Bailout banks and their bonds

4,793—that’s the number of Wall Street bankers and brokers who received bonuses last year of at least $1 million. One would think that with the tough economic times of last year there would be almost no bonuses. What’s more, one would think that Wall Street should have realized that the payments they were making were not giving them the return they wanted.

Citigroup paid bonuses to 738 employees of $1 million or more, even though the bank reported a $27.7 billion loss and received $45 billion in bailout cash. Bank of America and Merrill Lynch paid $838 million plus bonuses last year and also received $45 billion in bailout cash.

The list goes on. Goldman Sachs has 953 bankers who were paid $1 million or more and Morgan Stanley had 428. JPMorgan Chase paid out a whopping 1,626 bank bonuses of $1 million or more. With these banks posting modest profits or losses, why exactly are there so many big bonuses to give?

Do the brokers and bankers who receive these bonuses feel they deserve them?
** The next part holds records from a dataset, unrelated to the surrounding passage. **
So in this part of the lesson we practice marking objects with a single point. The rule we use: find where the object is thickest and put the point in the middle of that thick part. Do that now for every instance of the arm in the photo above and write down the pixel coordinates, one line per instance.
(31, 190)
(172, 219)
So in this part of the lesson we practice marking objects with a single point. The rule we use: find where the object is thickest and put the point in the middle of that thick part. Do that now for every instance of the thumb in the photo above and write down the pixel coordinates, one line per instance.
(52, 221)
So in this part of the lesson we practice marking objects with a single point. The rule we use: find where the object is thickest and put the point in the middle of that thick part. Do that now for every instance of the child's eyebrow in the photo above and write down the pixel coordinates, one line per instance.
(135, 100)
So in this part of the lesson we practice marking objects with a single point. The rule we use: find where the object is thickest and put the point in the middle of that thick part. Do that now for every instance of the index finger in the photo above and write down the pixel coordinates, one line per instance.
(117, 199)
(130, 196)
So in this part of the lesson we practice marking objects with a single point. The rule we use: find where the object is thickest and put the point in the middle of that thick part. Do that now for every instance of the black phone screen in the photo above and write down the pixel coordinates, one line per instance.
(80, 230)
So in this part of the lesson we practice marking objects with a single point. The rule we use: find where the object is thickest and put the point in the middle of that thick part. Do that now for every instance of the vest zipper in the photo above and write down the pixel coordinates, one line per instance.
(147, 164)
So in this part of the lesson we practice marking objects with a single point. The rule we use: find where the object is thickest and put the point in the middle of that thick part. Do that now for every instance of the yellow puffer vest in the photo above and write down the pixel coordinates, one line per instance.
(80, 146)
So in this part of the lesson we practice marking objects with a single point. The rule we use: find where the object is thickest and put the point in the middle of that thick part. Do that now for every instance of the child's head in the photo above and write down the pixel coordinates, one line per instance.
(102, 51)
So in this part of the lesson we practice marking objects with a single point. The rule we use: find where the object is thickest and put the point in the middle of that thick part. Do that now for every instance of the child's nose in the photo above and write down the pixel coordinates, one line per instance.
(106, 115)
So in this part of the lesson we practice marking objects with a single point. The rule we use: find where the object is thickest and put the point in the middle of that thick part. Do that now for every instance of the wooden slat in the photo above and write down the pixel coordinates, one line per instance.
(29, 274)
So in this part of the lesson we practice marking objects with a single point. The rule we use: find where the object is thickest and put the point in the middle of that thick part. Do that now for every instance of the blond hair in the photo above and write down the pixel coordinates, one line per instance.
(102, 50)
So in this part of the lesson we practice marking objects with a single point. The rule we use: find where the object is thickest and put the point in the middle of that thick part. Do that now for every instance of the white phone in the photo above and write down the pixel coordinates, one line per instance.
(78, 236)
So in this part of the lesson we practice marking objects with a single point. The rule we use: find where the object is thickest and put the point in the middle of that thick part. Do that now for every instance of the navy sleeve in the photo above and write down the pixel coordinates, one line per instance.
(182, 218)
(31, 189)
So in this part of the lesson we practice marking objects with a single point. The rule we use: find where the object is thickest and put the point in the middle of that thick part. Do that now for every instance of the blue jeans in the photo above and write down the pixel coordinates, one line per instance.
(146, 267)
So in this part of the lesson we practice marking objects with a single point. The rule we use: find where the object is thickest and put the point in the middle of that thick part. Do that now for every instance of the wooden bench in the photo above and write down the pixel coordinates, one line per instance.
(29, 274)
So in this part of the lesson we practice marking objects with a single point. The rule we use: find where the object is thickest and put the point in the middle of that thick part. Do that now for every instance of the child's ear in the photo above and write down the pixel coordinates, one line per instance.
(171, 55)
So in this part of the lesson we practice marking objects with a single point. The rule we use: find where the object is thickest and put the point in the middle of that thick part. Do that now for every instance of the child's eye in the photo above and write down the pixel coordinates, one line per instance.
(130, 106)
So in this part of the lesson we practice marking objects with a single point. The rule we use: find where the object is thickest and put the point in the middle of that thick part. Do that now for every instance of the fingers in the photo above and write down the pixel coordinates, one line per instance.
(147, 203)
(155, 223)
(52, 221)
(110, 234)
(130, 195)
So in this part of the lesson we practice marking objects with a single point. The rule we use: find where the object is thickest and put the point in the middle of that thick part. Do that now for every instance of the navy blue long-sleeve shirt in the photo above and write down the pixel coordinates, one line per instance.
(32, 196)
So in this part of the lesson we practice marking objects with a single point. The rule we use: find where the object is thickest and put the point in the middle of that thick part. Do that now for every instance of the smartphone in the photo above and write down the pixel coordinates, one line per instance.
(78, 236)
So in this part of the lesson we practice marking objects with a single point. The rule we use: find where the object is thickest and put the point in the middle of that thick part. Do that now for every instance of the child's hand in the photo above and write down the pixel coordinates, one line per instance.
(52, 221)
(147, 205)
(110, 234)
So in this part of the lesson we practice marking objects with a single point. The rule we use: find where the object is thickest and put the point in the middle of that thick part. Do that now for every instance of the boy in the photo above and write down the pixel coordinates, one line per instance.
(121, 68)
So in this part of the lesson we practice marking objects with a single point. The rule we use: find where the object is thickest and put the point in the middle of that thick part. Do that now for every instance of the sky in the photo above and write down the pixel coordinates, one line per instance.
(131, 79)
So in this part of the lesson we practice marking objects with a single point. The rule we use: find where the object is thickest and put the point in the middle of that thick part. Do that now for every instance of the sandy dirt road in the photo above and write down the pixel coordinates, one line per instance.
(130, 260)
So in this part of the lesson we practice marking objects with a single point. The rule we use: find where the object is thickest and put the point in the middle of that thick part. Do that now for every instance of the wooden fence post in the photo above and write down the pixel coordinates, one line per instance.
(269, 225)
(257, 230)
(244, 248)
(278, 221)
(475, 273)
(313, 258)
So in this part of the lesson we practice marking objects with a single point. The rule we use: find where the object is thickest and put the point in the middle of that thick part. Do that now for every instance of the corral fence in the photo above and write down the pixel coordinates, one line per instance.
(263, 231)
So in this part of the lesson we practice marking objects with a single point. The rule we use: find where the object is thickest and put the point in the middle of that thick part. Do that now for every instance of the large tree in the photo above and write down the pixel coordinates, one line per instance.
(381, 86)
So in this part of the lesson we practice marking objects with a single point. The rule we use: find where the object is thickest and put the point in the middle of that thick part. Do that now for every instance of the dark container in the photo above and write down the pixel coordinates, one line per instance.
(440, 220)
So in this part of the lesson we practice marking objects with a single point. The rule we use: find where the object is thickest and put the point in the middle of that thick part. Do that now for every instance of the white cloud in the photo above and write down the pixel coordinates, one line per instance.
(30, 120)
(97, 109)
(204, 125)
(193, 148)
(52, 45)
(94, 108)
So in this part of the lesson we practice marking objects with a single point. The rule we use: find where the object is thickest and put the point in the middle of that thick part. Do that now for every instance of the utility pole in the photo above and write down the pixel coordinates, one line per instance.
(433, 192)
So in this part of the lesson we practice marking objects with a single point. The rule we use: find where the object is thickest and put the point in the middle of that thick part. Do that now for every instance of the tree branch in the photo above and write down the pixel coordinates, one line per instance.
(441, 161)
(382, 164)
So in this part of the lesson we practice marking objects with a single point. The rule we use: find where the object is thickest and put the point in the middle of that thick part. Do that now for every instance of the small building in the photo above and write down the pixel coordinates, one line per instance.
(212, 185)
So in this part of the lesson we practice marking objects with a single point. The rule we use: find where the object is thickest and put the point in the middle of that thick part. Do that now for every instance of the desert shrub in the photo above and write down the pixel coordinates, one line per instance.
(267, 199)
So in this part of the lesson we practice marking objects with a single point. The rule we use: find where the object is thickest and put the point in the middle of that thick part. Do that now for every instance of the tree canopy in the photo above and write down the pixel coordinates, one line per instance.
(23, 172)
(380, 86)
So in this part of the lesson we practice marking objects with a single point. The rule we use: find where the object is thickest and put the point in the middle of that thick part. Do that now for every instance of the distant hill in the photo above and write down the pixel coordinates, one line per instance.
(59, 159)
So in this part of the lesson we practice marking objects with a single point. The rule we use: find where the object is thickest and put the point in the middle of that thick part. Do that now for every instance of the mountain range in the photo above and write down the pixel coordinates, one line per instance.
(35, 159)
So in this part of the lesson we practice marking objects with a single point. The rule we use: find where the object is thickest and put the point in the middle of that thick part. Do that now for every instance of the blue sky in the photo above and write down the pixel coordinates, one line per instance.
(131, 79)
How do the companies themselves feel that these bankers have deserved these bonuses? How is it that a company that has been close to the point of bankruptcy gives even a single $1 million bonus?

These are the questions most Americans don’t know the answers to. With unemployment rates at the highest level in a decade, there is a sense that perhaps the big US banks should tighten their belts a bit more than they have. Especially those who are taking money from all of us to help them through this tough economic time.